Los Angeles Dodgers players weigh in on Houston Astros' sign stealing scheme
Despite being eager to focus on the upcoming season, several Los Angeles Dodgers on Saturday publicly for the first time expressed annoyance at the Houston Astros for the sign-stealing system used during the 2017 season, when Houston beat them in seven games in the World Series. Dodgers players said they would rather earn a World Series trophy on their own than accept any scraps from the Astros or Boston Red Sox.
"They cheated and they got away with it," utilityman Kiké Hernández said during the team's annual FanFest outside Dodger Stadium. "I don't think it hurts more now than it did three years ago when we lost the Series."
Hernández said the Dodgers "had our doubts" about the Astros in 2017.
"Everybody warned us. A lot of people told us to worry about them," Hernández said. "We just thought it was just rumors, but I guess not."
Two weeks ago, Major League Baseball released the findings of an investigation that was launched after a report in The Athletic detailed the Astros' sign-stealing scheme in 2017. The league concluded the Astros used a center-field camera to steal signs from opposing catchers and warned their own batters of what type of pitch was coming by banging on a trash can positioned just outside the dugout.

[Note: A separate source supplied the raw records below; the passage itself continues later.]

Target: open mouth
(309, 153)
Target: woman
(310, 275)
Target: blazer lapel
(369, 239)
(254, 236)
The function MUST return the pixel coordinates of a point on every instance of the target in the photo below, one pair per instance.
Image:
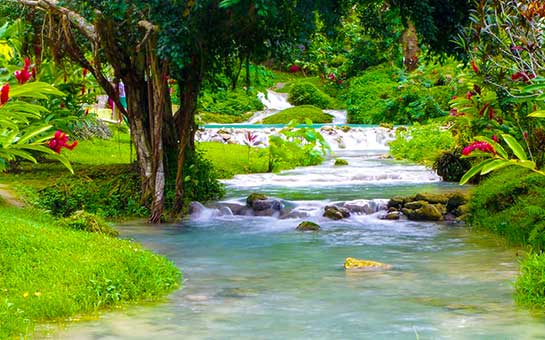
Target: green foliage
(421, 143)
(450, 166)
(307, 94)
(218, 118)
(232, 159)
(511, 203)
(299, 113)
(201, 180)
(386, 94)
(107, 191)
(368, 93)
(530, 285)
(82, 220)
(296, 147)
(234, 103)
(52, 274)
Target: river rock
(308, 226)
(336, 213)
(428, 212)
(351, 263)
(431, 198)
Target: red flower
(59, 141)
(474, 66)
(4, 94)
(483, 146)
(294, 68)
(23, 75)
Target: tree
(145, 42)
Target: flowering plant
(496, 156)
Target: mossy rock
(299, 114)
(308, 94)
(340, 162)
(82, 220)
(255, 197)
(308, 226)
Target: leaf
(38, 90)
(33, 133)
(497, 146)
(537, 114)
(473, 171)
(495, 165)
(515, 147)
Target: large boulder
(336, 213)
(351, 263)
(308, 226)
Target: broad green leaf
(38, 90)
(473, 171)
(495, 165)
(517, 149)
(537, 114)
(527, 164)
(32, 133)
(499, 149)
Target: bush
(85, 221)
(307, 94)
(111, 191)
(368, 94)
(530, 285)
(421, 143)
(233, 103)
(300, 114)
(511, 203)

MLB suspended Astros general manager Jeff Luhnow and manager AJ Hinch for the entire 2020 season and both were subsequently fired by owner Jim Crane.
The Red Sox are also under investigation for possibly stealing signs in Alex Cora's first season as manager in 2018, when Boston beat the Dodgers in the World Series. The investigation into the Red Sox is still ongoing, but Cora has since been fired.

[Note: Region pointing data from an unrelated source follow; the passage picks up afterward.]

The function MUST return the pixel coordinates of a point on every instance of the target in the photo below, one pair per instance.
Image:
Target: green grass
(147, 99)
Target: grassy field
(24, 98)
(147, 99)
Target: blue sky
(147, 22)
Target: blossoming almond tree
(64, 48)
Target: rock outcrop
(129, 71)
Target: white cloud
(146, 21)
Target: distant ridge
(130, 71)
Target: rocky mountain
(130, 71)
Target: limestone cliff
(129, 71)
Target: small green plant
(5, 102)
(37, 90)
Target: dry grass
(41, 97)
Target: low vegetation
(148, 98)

The Los Angeles City Council voted symbolically this week to ask MLB to strip the Astros and Red Sox of their World Series titles and award the trophies to the Dodgers.
Thanks but no thanks, third baseman Justin Turner said.
"We don't want a trophy, we don't want a fake banner hanging in our stadium," he said. "We didn't earn it."
At the same time, Turner called into question the Astros' right to call themselves champions.
"It's hard to feel like they earned it," he said. "Just not 100% sure if they should be called champions for the rest of their lives."
Turner said the players want to experience everything that goes along with winning a World Series, including dog-piling on the field after the final out, popping Champagne in the clubhouse, and parading through the city's streets.
"We want to do it the right way," he said.